Graduate School of Informatics, Nagoya University, Nagoya, Aichi, Japan.
RIKEN Center for Advanced Intelligence Project, Tokyo, Japan.
PLoS One. 2021 Sep 23;16(9):e0256329. doi: 10.1371/journal.pone.0256329. eCollection 2021.
Given a set of sequences comprised of time-ordered events, sequential pattern mining is useful to identify frequent subsequences from different sequences or within the same sequence. However, in sport, these techniques cannot determine the importance of particular patterns of play to good or bad outcomes, which is often of greater interest to coaches and performance analysts. In this study, we apply a recently proposed supervised sequential pattern mining algorithm called safe pattern pruning (SPP) to 490 labelled event sequences representing passages of play from one rugby team's matches in the 2018 Japan Top League season. We obtain patterns that are the most discriminative between scoring and non-scoring outcomes from both the team's and opposition teams' perspectives using SPP, and compare these with the most frequent patterns obtained with well-known unsupervised sequential pattern mining algorithms when applied to subsets of the original dataset, split on the label. From our obtained results, line breaks, successful line-outs, regained kicks in play, repeated phase-breakdown play, and failed exit plays by the opposition team were found to be the patterns that discriminated most between the team scoring and not scoring. Opposition team line breaks, errors made by the team, opposition team line-outs, and repeated phase-breakdown play by the opposition team were found to be the patterns that discriminated most between the opposition team scoring and not scoring. It was also found that, probably because of the supervised nature and pruning/safe-screening mechanisms of SPP, compared to the patterns obtained by the unsupervised methods, those obtained by SPP were more sophisticated in terms of containing a greater variety of events, and when interpreted, the SPP-obtained patterns would also be more useful for coaches and performance analysts.

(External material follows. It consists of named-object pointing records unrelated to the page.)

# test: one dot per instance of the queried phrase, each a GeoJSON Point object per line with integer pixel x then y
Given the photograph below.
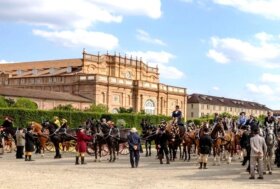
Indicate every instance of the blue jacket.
{"type": "Point", "coordinates": [134, 139]}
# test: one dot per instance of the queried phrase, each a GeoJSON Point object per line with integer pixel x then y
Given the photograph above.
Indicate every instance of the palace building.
{"type": "Point", "coordinates": [106, 79]}
{"type": "Point", "coordinates": [201, 105]}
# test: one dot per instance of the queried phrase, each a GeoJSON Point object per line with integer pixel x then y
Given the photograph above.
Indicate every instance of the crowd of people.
{"type": "Point", "coordinates": [251, 141]}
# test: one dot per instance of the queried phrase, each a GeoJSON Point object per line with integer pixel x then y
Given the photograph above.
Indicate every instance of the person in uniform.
{"type": "Point", "coordinates": [57, 123]}
{"type": "Point", "coordinates": [29, 144]}
{"type": "Point", "coordinates": [177, 115]}
{"type": "Point", "coordinates": [258, 150]}
{"type": "Point", "coordinates": [81, 146]}
{"type": "Point", "coordinates": [205, 144]}
{"type": "Point", "coordinates": [245, 144]}
{"type": "Point", "coordinates": [20, 136]}
{"type": "Point", "coordinates": [64, 126]}
{"type": "Point", "coordinates": [161, 141]}
{"type": "Point", "coordinates": [269, 121]}
{"type": "Point", "coordinates": [134, 143]}
{"type": "Point", "coordinates": [241, 120]}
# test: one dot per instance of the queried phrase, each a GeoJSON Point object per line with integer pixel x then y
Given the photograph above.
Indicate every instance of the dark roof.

给定一组由时间顺序事件组成的序列,序列模式挖掘可用于从不同序列或同一序列中识别频繁的子序列。然而,在体育运动中,这些技术无法确定特定比赛模式对良好或不良结果的重要性,这通常是教练和表现分析师更感兴趣的。在这项研究中,我们应用了一种最近提出的有监督序列模式挖掘算法,称为安全模式修剪(SPP),对代表一支橄榄球队在 2018 年日本顶级联赛赛季比赛中传球的 490 个标记事件序列进行了分析。我们使用 SPP 从球队和对手的角度获得了在得分和非得分结果之间最具区分性的模式,并将这些模式与应用于原始数据集子集(按标签拆分)时获得的最常见的无监督序列模式挖掘算法的最频繁模式进行了比较。从我们获得的结果中发现,线突破、成功的争边球、在比赛中重新获得踢球、重复阶段崩溃比赛以及对手队的失败出口比赛是区分球队得分和不得分的最主要模式。对手队的线突破、球队的失误、对手队的争边球以及对手队的重复阶段崩溃比赛是区分对手队得分和不得分的最主要模式。还发现,可能是因为 SPP 的有监督性质和修剪/安全筛选机制,与无监督方法获得的模式相比,SPP 获得的模式在包含更多种类的事件方面更加复杂,并且在解释时,SPP 获得的模式对教练和表现分析师也更有用。